Depuis la bataille de 2013, depuis la première énorme manif même du 17 novembre 2012, on le savait. L’enjeu du Mariage Pour Tous, c’était la filiation humaine. Les pancartes et les longues banderoles déployées, photographiées à l’envi lors des très nombreuses manifestations de rue, en témoignent toujours. Les tenants de ce basculement inédit avait beau déplacer déjà les attaques sur le terrain de l’homophobie pour intimider, le cœur de la question était bien celui-là : la PMA sans père ensuite pour toutes et la GPA pour les couples d’hommes enfin.

Nous avions donc vu juste puisque, moins de dix ans après, une nouvelle loi plus transgressive vient, la PMA pour toutes, avec sa kyrielle de mensonges : ce serait une promesse électorale d’Emmanuel Macron, il y aurait large consensus dans l’opinion française. Le président de la république en vient à fouler aux pieds les États généraux de bioéthique qu’il avait convoqués. La Manif Pour Tous avait pourtant joué le jeu, n’a appelé à aucune manifestation pendant tout ce temps-là, donnant crédit au Président de ses bonnes intentions affichées.

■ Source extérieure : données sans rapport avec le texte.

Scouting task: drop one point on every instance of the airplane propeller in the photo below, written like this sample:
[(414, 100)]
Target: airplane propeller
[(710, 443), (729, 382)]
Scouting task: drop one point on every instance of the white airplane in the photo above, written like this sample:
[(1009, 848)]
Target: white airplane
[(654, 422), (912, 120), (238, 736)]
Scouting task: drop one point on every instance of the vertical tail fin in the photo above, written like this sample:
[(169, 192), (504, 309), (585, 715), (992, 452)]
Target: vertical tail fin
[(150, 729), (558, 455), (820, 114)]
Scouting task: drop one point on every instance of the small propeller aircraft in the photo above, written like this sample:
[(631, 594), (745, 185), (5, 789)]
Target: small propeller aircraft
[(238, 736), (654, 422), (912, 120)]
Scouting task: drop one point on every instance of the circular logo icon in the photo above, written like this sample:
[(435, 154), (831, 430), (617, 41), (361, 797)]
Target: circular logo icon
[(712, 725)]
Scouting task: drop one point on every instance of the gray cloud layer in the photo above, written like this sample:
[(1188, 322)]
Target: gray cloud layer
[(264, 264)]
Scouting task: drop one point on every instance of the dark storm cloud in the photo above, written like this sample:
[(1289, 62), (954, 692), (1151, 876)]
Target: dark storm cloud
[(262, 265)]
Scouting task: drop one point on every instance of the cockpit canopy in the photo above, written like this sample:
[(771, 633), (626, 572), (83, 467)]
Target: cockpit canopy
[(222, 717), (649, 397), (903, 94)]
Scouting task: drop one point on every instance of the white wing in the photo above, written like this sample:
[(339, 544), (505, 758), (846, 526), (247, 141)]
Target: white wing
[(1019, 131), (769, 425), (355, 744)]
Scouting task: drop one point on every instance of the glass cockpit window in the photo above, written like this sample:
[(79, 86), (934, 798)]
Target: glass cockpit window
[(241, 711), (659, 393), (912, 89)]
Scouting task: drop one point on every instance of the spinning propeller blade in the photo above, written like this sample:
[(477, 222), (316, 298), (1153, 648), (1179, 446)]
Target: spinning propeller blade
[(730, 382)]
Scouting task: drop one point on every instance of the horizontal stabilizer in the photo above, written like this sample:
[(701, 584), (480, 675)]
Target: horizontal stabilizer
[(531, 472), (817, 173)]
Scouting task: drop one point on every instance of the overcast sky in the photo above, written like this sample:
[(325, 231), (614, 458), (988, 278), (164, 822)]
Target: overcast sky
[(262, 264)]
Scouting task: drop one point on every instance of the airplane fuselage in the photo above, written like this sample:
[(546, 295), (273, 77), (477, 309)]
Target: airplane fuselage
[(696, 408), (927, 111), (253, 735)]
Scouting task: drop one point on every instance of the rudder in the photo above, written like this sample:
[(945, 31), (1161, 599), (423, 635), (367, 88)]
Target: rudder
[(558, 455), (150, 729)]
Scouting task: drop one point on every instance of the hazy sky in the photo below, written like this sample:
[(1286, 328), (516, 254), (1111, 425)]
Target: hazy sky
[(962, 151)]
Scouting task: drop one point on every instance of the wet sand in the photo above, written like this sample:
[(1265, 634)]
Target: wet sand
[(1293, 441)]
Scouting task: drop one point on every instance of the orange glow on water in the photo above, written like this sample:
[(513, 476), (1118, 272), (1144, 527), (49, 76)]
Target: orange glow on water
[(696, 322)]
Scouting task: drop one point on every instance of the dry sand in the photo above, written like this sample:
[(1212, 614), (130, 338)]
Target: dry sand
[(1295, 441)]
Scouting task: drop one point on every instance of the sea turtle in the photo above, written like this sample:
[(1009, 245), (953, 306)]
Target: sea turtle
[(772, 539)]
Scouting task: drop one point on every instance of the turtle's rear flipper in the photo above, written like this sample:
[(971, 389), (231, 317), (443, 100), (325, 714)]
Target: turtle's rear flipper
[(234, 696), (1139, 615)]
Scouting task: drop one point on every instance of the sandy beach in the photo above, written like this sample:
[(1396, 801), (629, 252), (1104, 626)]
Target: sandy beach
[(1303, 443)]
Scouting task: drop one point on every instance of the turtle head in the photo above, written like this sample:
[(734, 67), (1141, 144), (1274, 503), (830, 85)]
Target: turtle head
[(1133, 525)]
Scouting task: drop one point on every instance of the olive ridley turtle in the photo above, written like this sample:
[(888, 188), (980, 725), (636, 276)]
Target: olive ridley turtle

La promesse du président non tenue

On peut donc se sentir largement floué devant cette promesse non tenue. Ne peut-elle pas être interprétée a posteriori désormais, non comme une quête de vrai mais comme une stratégie double, celle d’avancer sans contestation de rue pour faire passer de manière autoritaire la loi inique de la PMA sans père d’une minorité communautariste ? faire passer cette PMA-là, comme une lettre à la poste, dans un « débat serein » ? Après les élections européennes, surtout pas avant ? Puis, dans la mesure où 43 % des catholiques ont voté LREM aux Européennes, le président ne peut-il pas tabler sur un donnant-donnant cynique, celui d’une « concession morale » en échange de la « concession fiscale » ?

Pourtant, les choses ne s’annoncent pas si évidentes. Comme le disent les débatteurs de Louis Daufresne sur Radio Notre-Dame, Henrik Lindell et Victor Loupan ce matin, avec la PMA pour les couples lesbiens et les femmes seules, « On sort de l’intérêt général ». Le beau titre de « discours de politique générale » du Premier ministre dans lequel l’annonce a été faite ne doit pas leurrer. La PMA sans père ne relève strictement que d’intérêts particuliers. L’argument choque bien évidemment.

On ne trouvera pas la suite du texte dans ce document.